Effects of α₁-acid glycoprotein on erythrocyte deformability and membrane stabilization

The effects of α1-acid glycoprotein (AGP) on human erythrocyte membrane were examined in vitro. Bovine and dog AGP, in addition to human AGP or asialo human AGP were used, and the collected data were compared with that for human serum albumin (HSA). A new technique developed by Kikuchi was used to investigate erythrocyte deformability. The addition of AGPs including human AGP facilitated the passage of human erythrocytes with an average diameter of 7.2 μm suspended in phosphate buffered saline (PBS) through a 5 μm wide microchannel; hemolysis was suppressed after the passage. The stabilizing effects of AGPs on membrane were evaluated. Human AGP prevented hemolysis induced by hypotonic phosphate buffer solution. The effects of human AGP on the oxidative changes in erythrocytes exposed to oxygen radicals were investigated.
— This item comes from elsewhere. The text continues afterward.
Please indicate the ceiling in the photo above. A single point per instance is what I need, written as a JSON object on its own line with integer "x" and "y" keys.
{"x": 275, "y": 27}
Human AGP protected erythrocytes from H₂O₂ and prevented the oxidation of dihydrorhodamine 123 to rhodamine 123 from H₂O ₂. We propose that the antioxidant activity of human AGP is due to the binding of free radicals. In all studies, the effects of human AGP on erythrocytes might not be a function of the negative charge associated with sialyl residues, because the presence of N-acetylneuraminic acid had no effect. However, human AGP may promote microcirculation and antioxidant activity compared with HSA. No species differences in the physiological function of AGP were found. These results suggest that an increase in the AGP content of serum above the normal value found under pathological conditions facilitates the passage of erythrocytes through capillaries, stabilizes erythrocyte membranes and protects against oxidative stress, all of which are favorable for microcirculation.